Notice: I've taken a part-time job, and it's definitely affecting my blogging time. I'll continue to add content here as often as possible. Pertinent guest posts are always welcome.


Sunday, May 15, 2011

Why Stealth Camping is Not a Good Idea

small campsite in woods
a typical stealth camp (photo by JHY)

by JHY

Most of us long-distance hikers have done it: stealth camping- the practice of sneaking off into a corner of a fencerow, a woodlot, or some other spot where we are pretty sure we won't be discovered overnight, even though we know it's illegal to camp there. "What's the harm," we ask. Most of us practice leave-no trace camping. We pitch a small tent, light no fire, break no branches, and are gone in a few hours. If we are careful, no one will ever know we were there.

But, stealth camping has the potential to cause lasting consequences for hikers who will come after us, if not for ourselves.

Personal Consequence
Let's say that you are illegally camping on public land. For example, in Michigan you can't camp in State Game areas in the summer. If you are caught there, you are likely to get a hefty fine. If you are illegally camping in a wildlife preserve, not only might you get a fine, but the rule was probably set in order to not disrupt wildlife. You've challenged the entire reason that the land was set aside in the first place. If you are on private land, you could be subject to criminal trespass law.
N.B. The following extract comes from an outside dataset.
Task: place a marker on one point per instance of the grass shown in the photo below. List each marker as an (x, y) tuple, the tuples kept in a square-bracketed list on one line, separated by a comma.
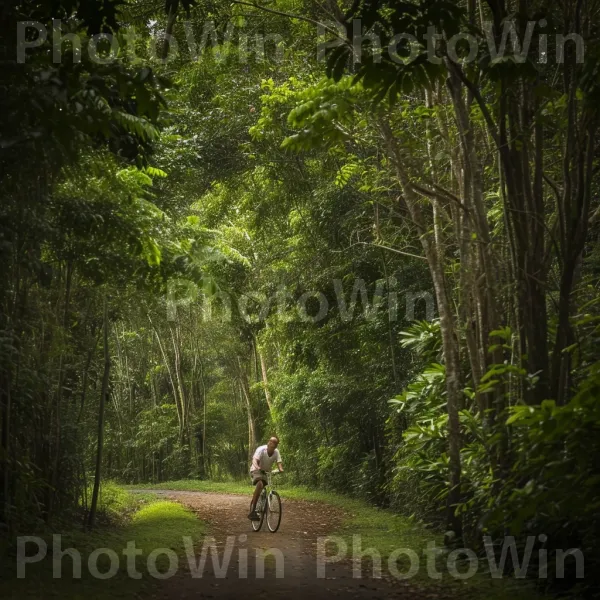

Consequences for the Trail
If enough people (and this might only be one person) camp illegally, there is the chance that the trail would lose the privilege of crossing that land. This is particularly true in New York along the Finger Lakes Trail, and Minnesota along the Superior Hiking Trail. Agreements with many private landowners have created continuous portions of off-road trail, but usually with the stipulation that no camping is allowed. Your one night of enjoyment might remove miles of off-road trail from the North Country Trail system. If the lost section is between a couple of other pieces needed for connections, if a road walk must be substituted, it might be much longer than the piece lost from one owner.

If public land is involved, consider how significant the ramifications might be. In Pennsylvania, you can't camp in State Game Lands at any time of year. Think about what the states might do if a lot of people were caught camping in State Game Lands. The North Country Trail is there at all by permission. Those lands were not set aside for hikers, but for hunters. The trail is a guest. Think of all the years of work creating routes and building trail that could be lost if a few people decide that they think the rules are silly, and the NCT would be asked to leave.

Don't Ignore It
Bragging about stealth camping to our friends should not result in smirks and knowing nods in commiseration of the difficulty of backpacking along the entire NCT at this point. It should result in worried looks and admonitions. People who are friends of the North Country Trail for the future will not stealth camp, or encourage it in others.

Look for ways to get involved and promote the creation of legal campsites at appropriate distances along the trail. . Farmers are often willing to let you camp in their fencerow if they are asked. Nature preserves' rules should not be challenged by a flippant hiker. Planning ahead well can often solve the logistic problems. I now try to avoid the practice... Let's look ahead to a great completed trail, not just to our own personal pleasure for a weekend.